Igualmente mau é os media também se concentrarem em Lisboa, maioritariamente cobrindo os assuntos da capital ou do futebol, ignorando o resto do país. As suas coberturas são altamente influenciadas pelas suas muito estreitas vivências e, pior, fazem-no mal, sendo muito pouco combativos.
Sofre o país, sofre a capital
Mas os problemas de concentrar o país na capital não afetam apenas as restantes cidades. A própria capital também sofre. Hoje, Lisboa tem rendas o dobro mais caras do que o resto do país e acabou de vender a sua mais cara casa por 12.5 milhões de euros.
Acumulando estes valores aos outros elevados custos de vida e concentração de poder económico, viver em Lisboa torna-se muito difícil para os atuais residentes. Regularmente, muitos são expulsos das suas casas por não conseguirem pagar as rendas em crescimento, casas essas onde vivem há décadas. E se não são expulsos, são constantemente pressionados a vender para criar novos empreendimentos. O trânsito também se torna incontornável, a poluição aumenta e o stress da população entra em níveis preocupantes.
Ao haver tanto foco na capital, naturalmente, os focos estrangeiros também são lá. Isto leva a que a maior parte dos imigrantes se instalem na capital. Esta tendência, associada aos maus serviços sociais de integração, leva ao surgimento e agravamento de tensões raciais e xenófobas.
Mas as tensões não surgem só com imigrantes. Com 9 turistas por cada residente, um excessivo foco de turismo na capital leva a um lavar do seu carácter, roubando-a da sua essência, aquilo que inicialmente atrai os turistas. Já muitas cidades pelo mundo fora estão a passar por isto e os problemas gerados estão a criar divisões que podem ter sérias negativas consequências.
Espalhar a governação pelo país
Pela óbvia ignorante cegueira que advém desta centralização, distribuir o governo pelo país é extremamente importante, tanto para o seu bem-estar coletivo como para a sua sustentabilidade futura. Sim, o governo central (ministérios e presidência) pode ficar em Lisboa, mas o resto não precisa.
Algumas mudanças são óbvias. Em Lisboa encontram-se maioritariamente serviços e sedes e não as indústrias em si. Por esta razão, Direções Gerais e Institutos podem e devem ser colocados em cidades com maiores representações das indústrias em causa, facilitando a comunicação. Ao colocar estas instituições mais perto daqueles que elas representam e/ou regulam, melhor podem fazer o seu trabalho e contribuir para o desenvolvimento da região em questão. Desta maneira reduz-se o uso de intermediários que podem distorcer a mensagem, dando uma maior oportunidade à base laboral para entrar em contacto direto com o governo.

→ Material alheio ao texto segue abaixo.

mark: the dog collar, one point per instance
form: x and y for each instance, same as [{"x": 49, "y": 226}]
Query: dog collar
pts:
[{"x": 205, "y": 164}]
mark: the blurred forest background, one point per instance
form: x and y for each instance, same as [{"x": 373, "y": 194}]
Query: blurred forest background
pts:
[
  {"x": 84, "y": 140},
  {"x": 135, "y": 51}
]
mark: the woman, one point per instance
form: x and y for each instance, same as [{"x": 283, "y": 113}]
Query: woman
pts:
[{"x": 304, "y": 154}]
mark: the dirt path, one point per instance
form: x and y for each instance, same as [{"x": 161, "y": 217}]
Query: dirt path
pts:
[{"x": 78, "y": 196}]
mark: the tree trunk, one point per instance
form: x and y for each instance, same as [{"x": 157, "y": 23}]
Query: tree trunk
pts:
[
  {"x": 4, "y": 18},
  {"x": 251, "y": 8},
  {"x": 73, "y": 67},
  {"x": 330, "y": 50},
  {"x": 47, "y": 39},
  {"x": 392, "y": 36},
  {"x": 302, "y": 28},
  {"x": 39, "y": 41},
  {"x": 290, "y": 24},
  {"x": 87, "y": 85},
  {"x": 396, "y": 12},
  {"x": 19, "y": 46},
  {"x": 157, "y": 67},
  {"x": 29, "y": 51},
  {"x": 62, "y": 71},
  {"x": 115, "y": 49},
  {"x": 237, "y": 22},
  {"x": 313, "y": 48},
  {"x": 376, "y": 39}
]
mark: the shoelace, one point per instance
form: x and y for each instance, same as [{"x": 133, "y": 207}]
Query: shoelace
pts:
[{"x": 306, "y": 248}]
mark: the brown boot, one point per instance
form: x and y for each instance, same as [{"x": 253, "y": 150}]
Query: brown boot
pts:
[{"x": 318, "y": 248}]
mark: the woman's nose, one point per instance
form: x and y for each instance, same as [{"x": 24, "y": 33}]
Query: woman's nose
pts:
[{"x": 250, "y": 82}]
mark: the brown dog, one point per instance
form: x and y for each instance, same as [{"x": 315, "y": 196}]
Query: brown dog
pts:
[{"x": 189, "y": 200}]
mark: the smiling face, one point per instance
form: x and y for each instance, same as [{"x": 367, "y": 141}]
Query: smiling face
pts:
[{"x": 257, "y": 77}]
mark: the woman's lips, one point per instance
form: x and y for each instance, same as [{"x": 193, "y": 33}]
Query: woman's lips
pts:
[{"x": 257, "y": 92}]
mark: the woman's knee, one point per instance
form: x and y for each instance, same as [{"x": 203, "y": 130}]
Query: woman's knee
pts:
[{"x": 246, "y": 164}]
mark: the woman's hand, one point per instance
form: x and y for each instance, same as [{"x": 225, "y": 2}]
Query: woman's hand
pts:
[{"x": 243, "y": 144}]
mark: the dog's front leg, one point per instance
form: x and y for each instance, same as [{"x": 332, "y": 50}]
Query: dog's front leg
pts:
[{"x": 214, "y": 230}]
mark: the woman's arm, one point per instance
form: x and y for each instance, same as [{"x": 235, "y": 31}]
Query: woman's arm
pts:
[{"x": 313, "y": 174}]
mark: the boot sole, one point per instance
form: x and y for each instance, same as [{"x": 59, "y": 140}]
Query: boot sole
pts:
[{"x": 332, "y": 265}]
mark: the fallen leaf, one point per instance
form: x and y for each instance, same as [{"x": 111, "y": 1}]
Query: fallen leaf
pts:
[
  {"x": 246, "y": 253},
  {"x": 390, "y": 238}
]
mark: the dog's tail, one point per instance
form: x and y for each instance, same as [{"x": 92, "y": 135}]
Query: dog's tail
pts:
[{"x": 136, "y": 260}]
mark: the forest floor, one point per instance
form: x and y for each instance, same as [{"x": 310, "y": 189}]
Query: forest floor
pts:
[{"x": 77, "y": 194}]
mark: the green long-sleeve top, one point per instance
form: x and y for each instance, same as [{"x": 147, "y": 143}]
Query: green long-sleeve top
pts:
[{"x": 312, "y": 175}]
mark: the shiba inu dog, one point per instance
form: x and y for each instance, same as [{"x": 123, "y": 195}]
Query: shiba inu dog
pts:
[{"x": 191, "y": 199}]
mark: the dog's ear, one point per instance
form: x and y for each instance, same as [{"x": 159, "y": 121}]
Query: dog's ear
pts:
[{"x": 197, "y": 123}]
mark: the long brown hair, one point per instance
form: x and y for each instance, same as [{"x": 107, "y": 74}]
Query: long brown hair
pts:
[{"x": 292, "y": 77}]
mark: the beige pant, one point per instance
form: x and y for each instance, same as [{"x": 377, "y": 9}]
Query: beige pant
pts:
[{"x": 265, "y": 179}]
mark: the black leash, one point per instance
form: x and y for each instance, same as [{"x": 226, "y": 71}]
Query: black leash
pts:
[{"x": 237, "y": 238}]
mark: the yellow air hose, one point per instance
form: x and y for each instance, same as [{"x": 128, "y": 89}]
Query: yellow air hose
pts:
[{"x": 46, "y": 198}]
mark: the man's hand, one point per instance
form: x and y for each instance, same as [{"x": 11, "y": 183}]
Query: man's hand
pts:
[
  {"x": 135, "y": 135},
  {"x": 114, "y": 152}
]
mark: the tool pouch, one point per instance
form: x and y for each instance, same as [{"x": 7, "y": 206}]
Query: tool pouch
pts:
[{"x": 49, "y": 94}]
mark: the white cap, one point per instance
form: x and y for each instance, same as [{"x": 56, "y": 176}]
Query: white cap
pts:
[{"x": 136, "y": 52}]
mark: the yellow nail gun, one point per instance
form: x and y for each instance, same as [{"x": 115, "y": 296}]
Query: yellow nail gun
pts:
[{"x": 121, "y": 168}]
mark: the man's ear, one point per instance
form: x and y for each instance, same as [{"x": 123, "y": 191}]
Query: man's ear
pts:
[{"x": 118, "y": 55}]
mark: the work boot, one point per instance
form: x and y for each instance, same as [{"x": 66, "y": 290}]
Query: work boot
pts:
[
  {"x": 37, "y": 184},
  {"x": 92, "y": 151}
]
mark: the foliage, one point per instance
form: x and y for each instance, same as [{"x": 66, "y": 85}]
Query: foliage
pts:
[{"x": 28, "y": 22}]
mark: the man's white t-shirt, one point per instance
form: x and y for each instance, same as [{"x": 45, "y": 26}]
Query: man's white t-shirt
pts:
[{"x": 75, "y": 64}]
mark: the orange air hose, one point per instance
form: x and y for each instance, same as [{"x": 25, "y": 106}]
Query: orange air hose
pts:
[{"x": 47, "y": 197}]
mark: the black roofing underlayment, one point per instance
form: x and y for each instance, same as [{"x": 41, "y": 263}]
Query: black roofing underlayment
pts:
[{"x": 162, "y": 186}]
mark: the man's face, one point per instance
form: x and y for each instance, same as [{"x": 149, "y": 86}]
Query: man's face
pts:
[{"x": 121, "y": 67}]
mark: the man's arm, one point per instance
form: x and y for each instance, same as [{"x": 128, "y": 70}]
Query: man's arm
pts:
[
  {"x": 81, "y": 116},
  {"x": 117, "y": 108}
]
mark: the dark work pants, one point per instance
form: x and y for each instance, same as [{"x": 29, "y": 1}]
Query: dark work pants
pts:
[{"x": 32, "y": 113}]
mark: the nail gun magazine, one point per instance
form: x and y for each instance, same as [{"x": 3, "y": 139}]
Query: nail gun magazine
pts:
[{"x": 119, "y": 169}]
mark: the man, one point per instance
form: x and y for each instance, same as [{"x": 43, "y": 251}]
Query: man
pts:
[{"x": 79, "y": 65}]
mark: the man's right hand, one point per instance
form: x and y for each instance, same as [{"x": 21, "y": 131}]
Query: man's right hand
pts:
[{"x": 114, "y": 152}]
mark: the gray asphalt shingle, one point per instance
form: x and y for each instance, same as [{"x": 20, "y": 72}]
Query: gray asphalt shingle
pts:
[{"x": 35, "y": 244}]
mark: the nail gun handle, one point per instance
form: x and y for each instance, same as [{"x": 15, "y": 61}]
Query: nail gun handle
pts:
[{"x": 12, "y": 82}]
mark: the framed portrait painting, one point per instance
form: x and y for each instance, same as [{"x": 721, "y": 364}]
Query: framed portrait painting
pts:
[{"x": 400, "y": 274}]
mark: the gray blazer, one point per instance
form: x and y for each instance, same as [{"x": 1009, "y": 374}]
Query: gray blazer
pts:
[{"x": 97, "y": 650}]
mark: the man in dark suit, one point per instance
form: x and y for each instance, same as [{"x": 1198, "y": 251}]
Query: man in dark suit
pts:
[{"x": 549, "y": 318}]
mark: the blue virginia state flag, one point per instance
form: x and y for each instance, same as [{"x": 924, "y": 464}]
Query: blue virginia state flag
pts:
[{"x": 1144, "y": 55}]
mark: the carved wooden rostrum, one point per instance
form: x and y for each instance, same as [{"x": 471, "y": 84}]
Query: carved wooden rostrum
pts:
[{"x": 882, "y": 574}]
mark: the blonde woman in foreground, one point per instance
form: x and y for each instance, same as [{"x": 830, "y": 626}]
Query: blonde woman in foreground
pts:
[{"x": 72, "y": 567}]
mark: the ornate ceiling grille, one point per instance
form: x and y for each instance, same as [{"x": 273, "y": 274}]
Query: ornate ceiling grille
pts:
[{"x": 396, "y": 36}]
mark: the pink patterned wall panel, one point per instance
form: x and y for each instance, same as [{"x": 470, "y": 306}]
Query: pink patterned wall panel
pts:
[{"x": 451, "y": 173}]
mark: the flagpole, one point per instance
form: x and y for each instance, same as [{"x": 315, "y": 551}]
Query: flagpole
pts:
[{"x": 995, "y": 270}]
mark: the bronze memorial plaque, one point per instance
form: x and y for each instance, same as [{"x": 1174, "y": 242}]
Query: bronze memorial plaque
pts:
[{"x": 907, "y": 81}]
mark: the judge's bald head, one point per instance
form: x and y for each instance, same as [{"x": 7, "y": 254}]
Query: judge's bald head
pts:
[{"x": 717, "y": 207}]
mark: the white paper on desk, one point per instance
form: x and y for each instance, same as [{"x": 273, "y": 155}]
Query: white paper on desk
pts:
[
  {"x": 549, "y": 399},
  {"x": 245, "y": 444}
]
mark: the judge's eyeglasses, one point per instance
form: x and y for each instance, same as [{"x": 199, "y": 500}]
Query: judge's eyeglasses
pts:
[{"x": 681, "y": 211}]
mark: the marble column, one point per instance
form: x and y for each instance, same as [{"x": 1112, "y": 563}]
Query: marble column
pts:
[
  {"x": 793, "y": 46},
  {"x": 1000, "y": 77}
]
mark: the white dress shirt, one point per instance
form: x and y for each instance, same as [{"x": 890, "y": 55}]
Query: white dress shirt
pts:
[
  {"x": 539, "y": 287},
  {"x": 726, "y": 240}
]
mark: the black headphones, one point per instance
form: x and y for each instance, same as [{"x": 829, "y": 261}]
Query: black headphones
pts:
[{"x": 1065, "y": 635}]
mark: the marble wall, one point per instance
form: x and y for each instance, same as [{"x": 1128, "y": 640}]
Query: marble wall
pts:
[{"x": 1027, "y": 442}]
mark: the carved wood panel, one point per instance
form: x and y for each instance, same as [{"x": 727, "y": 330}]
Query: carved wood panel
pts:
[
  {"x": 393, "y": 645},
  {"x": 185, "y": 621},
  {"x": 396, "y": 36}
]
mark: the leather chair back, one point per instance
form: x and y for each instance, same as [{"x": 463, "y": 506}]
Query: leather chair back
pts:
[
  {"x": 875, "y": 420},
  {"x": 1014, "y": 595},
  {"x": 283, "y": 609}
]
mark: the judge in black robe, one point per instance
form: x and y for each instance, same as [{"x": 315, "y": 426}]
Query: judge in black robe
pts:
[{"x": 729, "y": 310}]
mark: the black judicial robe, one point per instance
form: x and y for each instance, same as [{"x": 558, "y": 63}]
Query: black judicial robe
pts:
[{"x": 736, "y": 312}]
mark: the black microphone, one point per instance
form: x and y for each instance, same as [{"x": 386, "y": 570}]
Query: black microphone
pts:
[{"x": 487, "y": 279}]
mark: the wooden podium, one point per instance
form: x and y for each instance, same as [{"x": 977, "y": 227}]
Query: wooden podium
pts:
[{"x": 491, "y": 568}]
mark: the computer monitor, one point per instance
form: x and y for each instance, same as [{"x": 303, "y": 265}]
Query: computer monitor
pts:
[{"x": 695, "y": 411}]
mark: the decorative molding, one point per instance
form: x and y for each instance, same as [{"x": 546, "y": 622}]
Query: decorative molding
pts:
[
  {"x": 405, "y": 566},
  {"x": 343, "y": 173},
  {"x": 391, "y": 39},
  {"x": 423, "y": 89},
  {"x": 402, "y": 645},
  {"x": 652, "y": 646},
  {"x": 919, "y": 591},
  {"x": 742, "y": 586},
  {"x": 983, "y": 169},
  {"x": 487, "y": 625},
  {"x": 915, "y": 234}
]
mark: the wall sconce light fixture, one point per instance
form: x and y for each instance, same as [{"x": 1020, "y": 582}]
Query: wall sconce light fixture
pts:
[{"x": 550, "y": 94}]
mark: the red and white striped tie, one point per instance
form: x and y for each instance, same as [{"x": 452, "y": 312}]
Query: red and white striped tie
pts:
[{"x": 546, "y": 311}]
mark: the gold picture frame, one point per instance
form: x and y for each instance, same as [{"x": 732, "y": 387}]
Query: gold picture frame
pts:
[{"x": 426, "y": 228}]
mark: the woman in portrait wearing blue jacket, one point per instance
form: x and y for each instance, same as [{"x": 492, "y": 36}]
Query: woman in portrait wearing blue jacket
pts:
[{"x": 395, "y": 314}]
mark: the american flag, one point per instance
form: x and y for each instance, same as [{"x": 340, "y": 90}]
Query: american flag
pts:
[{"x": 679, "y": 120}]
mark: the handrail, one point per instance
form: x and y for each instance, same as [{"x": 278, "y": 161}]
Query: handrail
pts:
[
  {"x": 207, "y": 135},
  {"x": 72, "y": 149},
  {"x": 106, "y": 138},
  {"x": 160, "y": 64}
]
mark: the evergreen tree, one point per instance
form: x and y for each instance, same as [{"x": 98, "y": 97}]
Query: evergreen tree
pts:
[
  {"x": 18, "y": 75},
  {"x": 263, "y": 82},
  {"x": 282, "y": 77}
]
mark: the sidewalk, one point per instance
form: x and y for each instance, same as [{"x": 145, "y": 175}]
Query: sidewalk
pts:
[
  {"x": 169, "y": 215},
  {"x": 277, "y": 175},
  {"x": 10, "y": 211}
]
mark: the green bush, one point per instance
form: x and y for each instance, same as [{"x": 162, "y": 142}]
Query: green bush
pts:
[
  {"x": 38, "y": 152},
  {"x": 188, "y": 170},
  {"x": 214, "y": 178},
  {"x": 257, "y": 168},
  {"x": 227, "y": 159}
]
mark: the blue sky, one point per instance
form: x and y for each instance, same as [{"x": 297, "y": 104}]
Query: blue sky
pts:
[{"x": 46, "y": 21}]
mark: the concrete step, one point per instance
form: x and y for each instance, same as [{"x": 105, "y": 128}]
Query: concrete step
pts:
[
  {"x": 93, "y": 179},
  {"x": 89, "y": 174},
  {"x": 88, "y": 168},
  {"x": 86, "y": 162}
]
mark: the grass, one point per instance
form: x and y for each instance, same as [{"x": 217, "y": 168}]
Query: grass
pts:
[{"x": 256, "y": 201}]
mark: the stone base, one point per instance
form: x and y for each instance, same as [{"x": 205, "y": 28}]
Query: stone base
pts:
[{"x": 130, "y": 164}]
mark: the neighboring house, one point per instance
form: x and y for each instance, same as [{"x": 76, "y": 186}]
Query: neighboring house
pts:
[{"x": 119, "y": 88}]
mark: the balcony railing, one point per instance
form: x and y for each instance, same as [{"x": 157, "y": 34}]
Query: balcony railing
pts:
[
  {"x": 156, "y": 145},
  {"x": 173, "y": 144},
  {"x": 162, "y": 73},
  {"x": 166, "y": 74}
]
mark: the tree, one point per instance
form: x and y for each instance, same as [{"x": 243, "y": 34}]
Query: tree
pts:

A Direção Geral de Alimentos e Veterinária pode-se mudar para Bragança ou Beja, o INFARMED e a Direção Geral de Saúde podem-se mudar para o Porto, a Direção Geral do Ensino Superior pode ser mudada para Coimbra, a Direção Geral de Energia e Geologia pode-se mudar para o Algarve, etc.
Outras instituições como o IMTT, por outro lado, podem ir para qualquer cidade pois todas possuem veículos e estradas. E apesar de não podermos forçar empresas privadas a moverem-se, podemos criar condições favoráveis à abertura de novas sucursais ou então estimular novas empresas a crescerem.
Milhares de trabalhadores serão transferidos, reduzindo as rendas na capital, dando uma maior margem de manobra para quem lá vive. As cidades recetoras podem usar as novas fontes de dinheiro para melhorar as suas infraestruturas e investir no seu desenvolvimento. Ligações podem ser estabelecidas entre novas as agências e as universidades locais.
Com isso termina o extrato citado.